Complete step-by-step solution:
Here, we are given a derivative of the function $y(x)$ .
Hence, we need to apply integration to the given function to get a function in variable $x$ and $y$ .
Here, we are given the derivative as $\;y'$ . It can also be written as
$y'(x) = \dfrac{{dy}}{{dx}}$
Substituting in the given equation, we get
$\dfrac{{dy}}{{dx}} = \dfrac{{\sin x}}{{\sin y}}$
Multiplying $\;dx$ on both sides of the equation,
$\dfrac{{dy}}{{dx}} \times dx = \dfrac{{\sin x}}{{\sin y}} \times dx$
$\Rightarrow dy = \dfrac{{\sin x}}{{\sin y}} \times dx$
Multiplying $\sin x$ on both sides of the equation
$\Rightarrow dy \times \sin y = \dfrac{{\sin x}}{{\sin y}} \times dx \times \sin y$
$\Rightarrow dy \times \sin y = \sin x \times dx$
Applying integration on both sides of the equation
$\Rightarrow \int {\sin ydy} = \int {\sin xdx}$
We know that the integration of $\sin x$ is shown as
$\Rightarrow \int {\sin xdx} = - \cos x + c$
Applying the solution on both sides of the equation,
$\Rightarrow - \cos y = - \cos x + c$
Multiplying $( - 1)$ on both side of the equation
$\Rightarrow ( - 1) \times - \cos y = ( - 1) \times \cos x + ( - 1) \times c$
$\Rightarrow \cos y = \cos x - c$
This can be called the general solution of the given derivation
Now, we are given the initial value of this problem as
$y(0) = \dfrac{\pi }{4}$
This can be explained as when the value of $x$ is taken as $x = 0$ the value of the variable $y$ will be $y = \dfrac{\pi }{4}$
Now, substituting these values in the general solution
$\Rightarrow \cos \left( {\dfrac{\pi }{4}} \right) = \cos \left( 0 \right) - c$
Here, the angle $\dfrac{\pi }{4}$ is written in degrees as $45^\circ$
Now, we know the value of cosine function for angles $45^\circ$ and $0^\circ$
Substituting, those values in the above equation,
$\Rightarrow \dfrac{1}{{\sqrt 2 }} = 1 - c$
Now, for rationalizing on the left-hand side of the equation, we multiply the numerator and the denominator by $\sqrt 2$ .

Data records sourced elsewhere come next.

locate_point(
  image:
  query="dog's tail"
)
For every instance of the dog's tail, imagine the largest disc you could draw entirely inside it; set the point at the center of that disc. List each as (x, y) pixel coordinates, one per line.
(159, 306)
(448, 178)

$\Rightarrow \dfrac{{1 \times \sqrt 2 }}{{\sqrt 2 \times \sqrt 2 }} = 1 - c$
$\Rightarrow \dfrac{{\sqrt 2 }}{2} = 1 - c$
Adding $c$ on both sides of the equation,
$\Rightarrow \dfrac{{\sqrt 2 }}{2} + c = 1 - c + c$
$\Rightarrow \dfrac{{\sqrt 2 }}{2} + c = 1$
Subtracting $\dfrac{{\sqrt 2 }}{2}$ from both sides,
$\Rightarrow \dfrac{{\sqrt 2 }}{2} + c - \dfrac{{\sqrt 2 }}{2} = 1 - \dfrac{{\sqrt 2 }}{2}$
$\Rightarrow c = 1 - \dfrac{{\sqrt 2 }}{2}$
Substituting the value of $c$ in the general solution
$\Rightarrow \cos y = \cos x - \left( {1 - \dfrac{{\sqrt 2 }}{2}} \right)$
 $\Rightarrow \cos y = \cos x - 1 + \dfrac{{\sqrt 2 }}{2}$

$\cos y = \cos x - 1 + \dfrac{{\sqrt 2 }}{2}$ is the particular solution of the given derivatives.

Note: Here, the particular solution means the equation is satisfied by a particularly unique value of $x$ and $y$ . While the general solution can have more than one solution. For considering the values for a particular solution, we have to remember that the value of the independent variable is inside the bracket, while the value of the dependent variable is on the opposite side of the equation.